Septembre est une jardinière de prunes – XIX
En repensant aux discussions d’Hospental avec celle qui file maintenant le long du Rhin – mais il ne le sait pas, Gaspard, qu’elle file le long du Rhin, Heinrika, qu’elle l’a dépassé, il ne le sait pas encore –, il se dit qu’il faut laisser des traces dans des types de lieux dont ils ont parlé, ou dans des lieux reliés à des sujets dont ils ont parlé.

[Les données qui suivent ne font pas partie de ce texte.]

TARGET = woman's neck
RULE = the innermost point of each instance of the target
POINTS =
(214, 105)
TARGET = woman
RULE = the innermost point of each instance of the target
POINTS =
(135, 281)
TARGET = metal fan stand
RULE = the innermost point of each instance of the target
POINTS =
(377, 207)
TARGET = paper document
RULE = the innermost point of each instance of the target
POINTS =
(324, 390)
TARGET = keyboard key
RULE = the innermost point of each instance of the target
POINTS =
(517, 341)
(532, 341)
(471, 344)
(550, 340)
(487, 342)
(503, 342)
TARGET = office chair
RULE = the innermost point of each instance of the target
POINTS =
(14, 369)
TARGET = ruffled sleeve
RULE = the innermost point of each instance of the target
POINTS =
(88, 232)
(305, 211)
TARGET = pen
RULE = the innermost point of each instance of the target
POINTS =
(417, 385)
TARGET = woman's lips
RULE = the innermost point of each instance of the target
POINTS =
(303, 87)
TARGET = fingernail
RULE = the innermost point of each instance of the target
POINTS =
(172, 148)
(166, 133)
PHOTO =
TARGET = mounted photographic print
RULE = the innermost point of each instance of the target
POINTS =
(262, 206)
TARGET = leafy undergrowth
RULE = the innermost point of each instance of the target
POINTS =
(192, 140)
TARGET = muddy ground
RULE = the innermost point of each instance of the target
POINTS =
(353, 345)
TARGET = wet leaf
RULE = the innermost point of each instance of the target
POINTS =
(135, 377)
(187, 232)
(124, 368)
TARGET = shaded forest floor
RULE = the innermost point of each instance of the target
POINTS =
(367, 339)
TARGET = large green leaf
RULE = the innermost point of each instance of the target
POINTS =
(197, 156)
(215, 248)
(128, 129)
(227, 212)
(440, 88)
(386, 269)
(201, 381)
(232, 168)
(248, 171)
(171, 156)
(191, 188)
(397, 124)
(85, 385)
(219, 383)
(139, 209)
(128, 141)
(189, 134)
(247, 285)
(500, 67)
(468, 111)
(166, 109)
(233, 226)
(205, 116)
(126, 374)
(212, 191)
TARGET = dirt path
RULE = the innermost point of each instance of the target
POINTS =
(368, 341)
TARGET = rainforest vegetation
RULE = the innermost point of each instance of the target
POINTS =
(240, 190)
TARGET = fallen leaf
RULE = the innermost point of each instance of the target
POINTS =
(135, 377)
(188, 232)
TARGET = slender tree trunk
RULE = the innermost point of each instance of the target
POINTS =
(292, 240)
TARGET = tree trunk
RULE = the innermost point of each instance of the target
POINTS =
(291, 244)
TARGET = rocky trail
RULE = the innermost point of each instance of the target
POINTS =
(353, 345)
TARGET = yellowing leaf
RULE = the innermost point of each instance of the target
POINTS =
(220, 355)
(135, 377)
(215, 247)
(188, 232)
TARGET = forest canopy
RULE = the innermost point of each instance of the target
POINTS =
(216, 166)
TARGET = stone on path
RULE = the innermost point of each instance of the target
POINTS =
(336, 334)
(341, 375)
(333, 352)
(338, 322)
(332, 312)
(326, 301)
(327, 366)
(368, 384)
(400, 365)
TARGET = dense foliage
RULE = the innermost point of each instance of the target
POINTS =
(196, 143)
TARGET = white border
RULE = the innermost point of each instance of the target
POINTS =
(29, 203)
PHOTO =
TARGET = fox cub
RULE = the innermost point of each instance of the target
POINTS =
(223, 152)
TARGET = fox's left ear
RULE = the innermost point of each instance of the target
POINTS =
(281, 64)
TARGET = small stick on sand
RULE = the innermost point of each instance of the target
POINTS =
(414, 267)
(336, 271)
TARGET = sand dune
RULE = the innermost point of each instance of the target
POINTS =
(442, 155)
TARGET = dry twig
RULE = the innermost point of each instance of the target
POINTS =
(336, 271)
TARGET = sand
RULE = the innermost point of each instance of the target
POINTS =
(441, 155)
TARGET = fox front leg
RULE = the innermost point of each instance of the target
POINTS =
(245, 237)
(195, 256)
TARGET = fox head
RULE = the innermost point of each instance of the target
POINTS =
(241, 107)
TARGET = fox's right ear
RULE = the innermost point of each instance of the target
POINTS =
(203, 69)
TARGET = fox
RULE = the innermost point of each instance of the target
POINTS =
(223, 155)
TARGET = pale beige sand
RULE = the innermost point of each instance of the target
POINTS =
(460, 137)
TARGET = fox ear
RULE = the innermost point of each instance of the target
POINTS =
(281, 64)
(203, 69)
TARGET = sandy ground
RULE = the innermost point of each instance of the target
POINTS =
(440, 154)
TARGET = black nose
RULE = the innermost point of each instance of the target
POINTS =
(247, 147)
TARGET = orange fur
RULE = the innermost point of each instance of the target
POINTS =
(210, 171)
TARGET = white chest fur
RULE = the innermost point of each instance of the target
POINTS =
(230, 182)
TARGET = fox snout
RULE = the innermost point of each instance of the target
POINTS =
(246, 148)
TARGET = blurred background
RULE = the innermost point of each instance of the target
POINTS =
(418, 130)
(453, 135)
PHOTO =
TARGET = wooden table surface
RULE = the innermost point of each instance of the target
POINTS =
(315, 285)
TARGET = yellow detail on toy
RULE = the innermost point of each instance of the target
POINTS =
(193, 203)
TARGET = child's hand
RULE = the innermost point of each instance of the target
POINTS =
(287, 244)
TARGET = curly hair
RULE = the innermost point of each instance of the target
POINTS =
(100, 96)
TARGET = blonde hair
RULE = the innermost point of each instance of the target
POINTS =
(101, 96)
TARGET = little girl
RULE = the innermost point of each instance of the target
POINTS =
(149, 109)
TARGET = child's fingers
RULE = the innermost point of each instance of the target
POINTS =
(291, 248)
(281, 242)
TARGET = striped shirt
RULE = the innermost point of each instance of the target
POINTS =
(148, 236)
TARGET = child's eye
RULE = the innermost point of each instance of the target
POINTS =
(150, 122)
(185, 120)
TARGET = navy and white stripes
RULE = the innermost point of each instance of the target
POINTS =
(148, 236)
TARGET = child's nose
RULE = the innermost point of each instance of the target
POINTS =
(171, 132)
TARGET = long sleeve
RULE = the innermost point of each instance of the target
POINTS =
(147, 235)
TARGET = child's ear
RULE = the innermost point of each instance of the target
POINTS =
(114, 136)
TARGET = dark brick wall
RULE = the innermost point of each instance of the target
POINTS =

Ils ont parlé de musées, ils ont parlé de carnavals et, sensible comme elle est, elle a forcément vu les affiches de l’exposition des costumes au Mainzer Fastnachtsmuseum, il en a vu dans plusieurs rues, il doit y en avoir à la gare, donc elle en a vues puisqu’elle est arrivée en train. Arrivé devant ce musée, son attention est attirée par une affiche dont un des coins inférieurs est décollé; dans sa tête un déclic, il se souvient avoir vu dans un livre qu’il a reçu, un livre à propos d’un oiseau qui dessine et qui peint, une telle affiche avec, au dos du coin décollé, un message de quelqu’un qui complimente l’oiseau pour ce qu’il fait et signe de son prénom. Il sort alors son stylo et écrit au dos de l’affiche dont un des coins inférieurs est décollé devant le Mainzer Fastnachtsmuseum J’aime être dans cette ville avec toi. Gaspard, puis il file sans demander son reste, de peur qu’on ne le surprenne, de peur qu’elle ne le surprenne.
Pauvre Gaspard qui renonce à la belle exposition, pauvre Gaspard qui ne sait pas qu’il est devancé, qui ne sait pas que c’est elle qui mène désormais la danse, qui ne sait pas encore qu’elle file le long du Rhin. Coin, coin.